Sigrid sighed and rubbed the sides of her belly. “In that case I must look hideous.”
She was certainly unwieldy. And her mouth was grim, and her eyebrows bristly and thick as a man’s.
But her features were full and womanly, her skin glowed, and her hair was such a glossy, rich chestnut that Uallach could scarcely believe it was real. She was a Norsewoman, but she looked like a part of the lush landscape of Ireland.
“I think you’re beautiful,” Uallach said.
Sigrid looked up at her, surprised. That was Sigrid’s introduction to Uallach.
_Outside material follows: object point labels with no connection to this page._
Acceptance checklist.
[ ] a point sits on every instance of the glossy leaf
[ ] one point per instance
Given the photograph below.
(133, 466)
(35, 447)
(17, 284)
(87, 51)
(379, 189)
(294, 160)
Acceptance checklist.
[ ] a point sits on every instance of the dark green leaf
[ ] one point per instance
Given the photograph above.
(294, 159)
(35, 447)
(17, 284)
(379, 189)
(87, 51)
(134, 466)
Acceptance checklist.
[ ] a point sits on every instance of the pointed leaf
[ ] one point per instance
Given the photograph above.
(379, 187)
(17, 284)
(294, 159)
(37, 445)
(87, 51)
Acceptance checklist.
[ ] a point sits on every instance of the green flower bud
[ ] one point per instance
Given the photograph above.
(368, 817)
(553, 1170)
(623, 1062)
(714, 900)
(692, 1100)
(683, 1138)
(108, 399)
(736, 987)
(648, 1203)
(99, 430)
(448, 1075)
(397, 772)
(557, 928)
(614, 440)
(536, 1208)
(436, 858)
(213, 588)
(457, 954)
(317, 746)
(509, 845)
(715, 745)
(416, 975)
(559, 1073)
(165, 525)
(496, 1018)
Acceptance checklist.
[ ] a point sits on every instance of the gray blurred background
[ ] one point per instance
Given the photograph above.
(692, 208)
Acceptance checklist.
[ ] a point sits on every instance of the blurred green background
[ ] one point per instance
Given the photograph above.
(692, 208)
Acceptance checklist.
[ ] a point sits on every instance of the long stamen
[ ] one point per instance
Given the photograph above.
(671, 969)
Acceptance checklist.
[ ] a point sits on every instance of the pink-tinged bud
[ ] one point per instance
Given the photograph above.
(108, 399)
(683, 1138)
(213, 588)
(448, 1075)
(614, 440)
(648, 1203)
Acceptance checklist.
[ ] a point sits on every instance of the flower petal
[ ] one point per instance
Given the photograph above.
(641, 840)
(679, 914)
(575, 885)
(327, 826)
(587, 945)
“Sigi,” Synne said, “this is Murchad’s sister, Uallach, and Diarmait’s widow, Sadb.”
Murchad said, “Ach! That’s being my job,” and he hurried around to join them, but Synne silenced him with one soft but well-timed, “Hush!”
Sigrid and Sadb finally faced one other eye-to-eye. Sigrid did her best to look unimpressed, and Sadb lifted her chin high and did her best to look defiant. Uallach squeezed Sadb’s wrist, reminding her of her promise.
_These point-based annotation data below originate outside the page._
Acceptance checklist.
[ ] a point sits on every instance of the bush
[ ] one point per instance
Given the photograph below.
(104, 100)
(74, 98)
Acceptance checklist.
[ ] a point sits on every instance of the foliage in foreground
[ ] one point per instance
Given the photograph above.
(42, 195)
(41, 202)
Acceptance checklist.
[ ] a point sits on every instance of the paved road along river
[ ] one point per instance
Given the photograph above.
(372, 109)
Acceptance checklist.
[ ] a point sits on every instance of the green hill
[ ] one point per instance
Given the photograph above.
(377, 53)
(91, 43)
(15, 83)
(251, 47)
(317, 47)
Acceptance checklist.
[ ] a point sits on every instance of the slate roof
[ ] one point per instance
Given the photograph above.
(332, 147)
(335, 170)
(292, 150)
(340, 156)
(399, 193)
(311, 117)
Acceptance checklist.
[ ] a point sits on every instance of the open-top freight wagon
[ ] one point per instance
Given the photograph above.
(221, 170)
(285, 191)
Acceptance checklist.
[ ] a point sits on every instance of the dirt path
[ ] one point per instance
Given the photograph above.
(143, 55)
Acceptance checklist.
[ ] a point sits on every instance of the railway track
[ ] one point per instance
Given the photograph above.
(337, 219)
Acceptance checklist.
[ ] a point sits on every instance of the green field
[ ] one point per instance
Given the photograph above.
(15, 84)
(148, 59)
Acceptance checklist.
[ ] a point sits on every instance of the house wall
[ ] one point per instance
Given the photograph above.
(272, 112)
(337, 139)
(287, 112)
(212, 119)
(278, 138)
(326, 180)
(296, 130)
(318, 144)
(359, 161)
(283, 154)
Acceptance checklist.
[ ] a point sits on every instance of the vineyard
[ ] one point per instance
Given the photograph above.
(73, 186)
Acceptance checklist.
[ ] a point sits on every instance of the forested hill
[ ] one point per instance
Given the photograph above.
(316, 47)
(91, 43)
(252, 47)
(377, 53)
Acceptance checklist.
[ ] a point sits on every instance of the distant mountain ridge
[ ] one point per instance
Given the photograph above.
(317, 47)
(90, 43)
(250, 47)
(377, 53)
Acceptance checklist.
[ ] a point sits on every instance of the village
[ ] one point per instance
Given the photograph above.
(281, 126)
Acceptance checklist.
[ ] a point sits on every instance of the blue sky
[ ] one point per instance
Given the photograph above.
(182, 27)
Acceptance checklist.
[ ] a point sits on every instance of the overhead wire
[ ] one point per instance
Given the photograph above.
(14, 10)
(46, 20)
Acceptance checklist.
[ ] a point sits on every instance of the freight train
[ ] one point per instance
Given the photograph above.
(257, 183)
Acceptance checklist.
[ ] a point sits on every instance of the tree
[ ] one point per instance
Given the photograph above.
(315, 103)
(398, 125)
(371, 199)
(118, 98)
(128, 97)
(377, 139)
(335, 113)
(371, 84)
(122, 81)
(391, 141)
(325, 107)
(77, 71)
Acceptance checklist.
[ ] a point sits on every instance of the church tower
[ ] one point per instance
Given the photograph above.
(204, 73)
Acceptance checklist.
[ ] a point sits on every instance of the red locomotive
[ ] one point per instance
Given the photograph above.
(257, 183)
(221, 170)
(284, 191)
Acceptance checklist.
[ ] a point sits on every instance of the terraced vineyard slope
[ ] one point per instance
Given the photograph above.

Synne said, “Girls, this is my big sister, Sigrid. And that’s her little boy, Harald, but everyone calls him Pinknose.”
Nobody looked at poor Harald Pinknose, for everyone was watching Sadb and Sigrid, and Sadb and Sigrid had eyes only for each other.
“My condolences,” Sigrid said to her, though she didn’t sound sympathetic. “When are you expecting your baby?”
“So you heard about that,” Sadb choked.
Then Uallach understood just how difficult this meeting was for Sadb, and how she too must have dreaded what she would meet in this house. Uallach was ashamed of her own self-absorbed fear of Cucu, which was all the more ridiculous considering her condition would be visible to all in only a month or two.
Sadb had come all this way, uncomplaining, knowing she would have to face every day the alluring, fruitful, unwidowed reminder of the man who had murdered her baby’s father.
“Ja,” Sigrid said. “We heard.”
Sigrid looked at Sadb’s waist, and Sadb clasped her hands protectively in front of it. “He should arrive in the autumn, with God’s grace,” she said in a breathless gust.
“Your first?”
Sadb nodded.
“Have you ever seen a baby born?”
Sadb didn’t answer, but that seemed to be answer enough for Sigrid. She folded her hands upon the ledge of her pregnant belly and said, “Then you shall attend the birth of mine.”
Sadb sucked in her breath and looked to Murchad, asking with her eyes whether she had to submit to this outrage.
Murchad was at a loss, but Synne said pleasantly, “That’s a good idea. I wouldn’t let any woman go through it without having seen it once.”
“You’ll be convinced you’re dying no matter what,” Sigrid said. “But at least you’ll have seen it’s possible to fit a baby’s head through there.”
Morrann made a harsh cough. Sigrid lifted her nose and blinked lazily at him.
Uallach turned back to take a peek, just in time to see Morrann jerk his head towards her maidenly person, warning Sigrid of her maidenly ears. Their eyes met, and Uallach hurriedly turned her head, but not before seeing his freckled face turn an alarming pink.
“What now, Morrann?” Sigrid drawled, facing him down over Uallach’s shoulder. It seemed her grim mouth was capable of a smile after all, though it made her eyes look tired. “No harm in teaching the girls how to get them out. You just concern your big bad self with not teaching the poor things how to get them in.”
Murchad squawked, “Sigi!”
His horrified face sent Uallach into giggles. Synne laughed, and Sadb snortled in spite of herself.
“So, welcome to Two Ladies,” Sigrid said, turning back to Uallach and Sadb. “We’ve heard strange tales saying this Murchad is king in Dublin, but hereabouts, the women rule. I expect you’ll like it here.”